Re: [Qemu-ppc] [Qemu-devel] [PATCH 4/4] target-ppc: Handle NMI guest exi

qemu-ppc

[Date Prev][Date Next][Thread Prev][Thread Next][Date Index][Thread Index]

Re: [Qemu-ppc] [Qemu-devel] [PATCH 4/4] target-ppc: Handle NMI guest exi

From:	Thomas Huth
Subject:	Re: [Qemu-ppc] [Qemu-devel] [PATCH 4/4] target-ppc: Handle NMI guest exit
Date:	Mon, 16 Nov 2015 11:41:46 +0100
User-agent:	Mozilla/5.0 (X11; Linux x86_64; rv:38.0) Gecko/20100101 Thunderbird/38.3.0

On 16/11/15 11:07, Aravinda Prasad wrote:
> 
> 
> On Monday 16 November 2015 01:22 PM, Thomas Huth wrote:
>> On 12/11/15 19:49, Aravinda Prasad wrote:
>>>
>>> On Thursday 12 November 2015 03:10 PM, Thomas Huth wrote:
>> ...
>>>> Also LoPAPR talks about 'subsequent processors report "fatal error
>>>> previously reported"', so maybe the other processors should report that
>>>> condition in this case?
>>>
>>> I feel guest kernel is responsible for that or does that mean that qemu
>>> should report the same error, which first processor encountered, for
>>> subsequent processors? In that case what if the error encountered by
>>> first processor was recovered.
>>
>> I simply refered to this text in LoPAPR:
>>
>>  Multiple processors of the same OS image may experi-
>>  ence fatal events at, or about, the same time. The first processor
>>  to enter the machine check handling firmware reports
>>  the fatal error. Subsequent processors serialize waiting for the
>>  first processor to issue the ibm,nmi-interlock call. These
>>  subsequent processors report "fatal error previously reported".
> 
> Yes, I asked this because I am not clear what "fatal error previously
> reported" means as described in PAPR.

Looking at table "Table 137. RTAS Event Return Format (Fixed Part)" in
LoPAPR, there is a "ALREADY_REPORTED" severity - I assume this is what
is meant by the cited paragraph?

>> Is there code in the host kernel already that takes care of this (I
>> haven't checked)? If so, how does the host kernel know that the event
>> happened "at or about the same time" since you're checking at the QEMU
>> side for the mutex condition?
> 
> I don't think the host kernel takes care of this; it simply forwards
> such errors to QEMU via NMI exit. I feel the time referred by "at or
> about the same time" is the duration between the registered machine
> check handler is invoked and the corresponding interlock call is issued
> by guest, which QEMU knows and is protected by a mutex.

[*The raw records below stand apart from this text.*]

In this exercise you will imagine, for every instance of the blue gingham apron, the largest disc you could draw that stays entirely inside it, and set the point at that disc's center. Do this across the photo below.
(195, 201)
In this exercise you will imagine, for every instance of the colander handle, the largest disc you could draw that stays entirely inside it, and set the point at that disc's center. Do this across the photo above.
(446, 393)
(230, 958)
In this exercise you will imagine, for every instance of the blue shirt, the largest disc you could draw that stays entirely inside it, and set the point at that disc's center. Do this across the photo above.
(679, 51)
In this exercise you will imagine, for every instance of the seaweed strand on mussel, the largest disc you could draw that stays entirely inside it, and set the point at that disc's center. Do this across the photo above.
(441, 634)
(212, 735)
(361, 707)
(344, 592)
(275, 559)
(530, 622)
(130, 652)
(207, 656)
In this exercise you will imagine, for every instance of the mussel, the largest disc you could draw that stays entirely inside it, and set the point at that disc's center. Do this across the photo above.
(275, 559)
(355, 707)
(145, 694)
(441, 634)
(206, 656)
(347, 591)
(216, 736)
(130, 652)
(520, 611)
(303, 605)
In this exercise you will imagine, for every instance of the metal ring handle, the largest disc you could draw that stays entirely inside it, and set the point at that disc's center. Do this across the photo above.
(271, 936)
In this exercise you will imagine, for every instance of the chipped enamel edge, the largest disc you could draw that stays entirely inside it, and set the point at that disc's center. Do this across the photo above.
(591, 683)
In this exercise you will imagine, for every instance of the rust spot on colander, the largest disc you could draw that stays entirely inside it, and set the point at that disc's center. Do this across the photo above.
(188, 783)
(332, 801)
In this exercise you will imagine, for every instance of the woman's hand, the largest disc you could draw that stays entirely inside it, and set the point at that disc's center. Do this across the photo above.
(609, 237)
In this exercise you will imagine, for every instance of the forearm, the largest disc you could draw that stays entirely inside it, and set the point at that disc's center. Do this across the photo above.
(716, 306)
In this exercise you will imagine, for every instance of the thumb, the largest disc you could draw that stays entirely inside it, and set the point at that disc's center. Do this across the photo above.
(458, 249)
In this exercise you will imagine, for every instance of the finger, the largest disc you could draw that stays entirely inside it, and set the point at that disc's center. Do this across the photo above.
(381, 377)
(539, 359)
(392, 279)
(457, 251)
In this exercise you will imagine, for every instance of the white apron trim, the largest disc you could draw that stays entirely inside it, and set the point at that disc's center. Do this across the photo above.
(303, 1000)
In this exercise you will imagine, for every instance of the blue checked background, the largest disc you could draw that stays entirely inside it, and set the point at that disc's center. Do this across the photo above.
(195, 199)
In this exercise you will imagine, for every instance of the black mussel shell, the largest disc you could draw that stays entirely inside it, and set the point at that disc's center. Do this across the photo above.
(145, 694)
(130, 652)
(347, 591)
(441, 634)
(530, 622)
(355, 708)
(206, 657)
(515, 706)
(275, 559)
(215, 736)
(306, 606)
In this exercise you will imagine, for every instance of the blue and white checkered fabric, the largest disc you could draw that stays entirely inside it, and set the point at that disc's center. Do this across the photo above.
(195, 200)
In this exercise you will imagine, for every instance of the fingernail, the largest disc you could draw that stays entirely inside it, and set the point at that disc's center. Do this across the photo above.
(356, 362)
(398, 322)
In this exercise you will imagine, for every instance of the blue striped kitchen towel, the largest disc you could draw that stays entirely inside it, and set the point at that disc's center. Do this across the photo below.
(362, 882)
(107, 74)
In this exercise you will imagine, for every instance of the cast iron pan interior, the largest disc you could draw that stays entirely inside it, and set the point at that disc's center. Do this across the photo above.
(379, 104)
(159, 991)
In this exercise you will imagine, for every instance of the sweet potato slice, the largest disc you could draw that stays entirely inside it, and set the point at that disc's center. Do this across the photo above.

I agree, that makes sense.

>>>> And of course you've also got to check that the same CPU is not getting
>>>> multiple NMIs before the interlock function has been called again.
>>>
>>> I think it is good to check that. However, shouldn't the guest enable ME
>>> until it calls interlock function?
>>
>> First, the hypervisor should never trust the guest to do the right
>> things. Second, LoPAPR says "the OS permanently relinquishes to firmware
>> the Machine State Register's Machine Check Enable bit", and Paul also
>> said something similar in another mail to this thread, so I think you
>> really have to check this in QEMU instead.
> 
> Hmm. ok. Since ME is always set when running in guest (assuming guest is
> not disabling it), we cannot check ME bit to figure out whether the same
> CPU is getting UEs before interlock is called. One way is to record the
> CPU ID upon such error and check before invoking registered machine
> check handler whether that CPU has a pending interlock call. Terminate
> the guest if there is a pending interlock call for that CPU rather than
> causing the guest to trigger recursive machine check errors.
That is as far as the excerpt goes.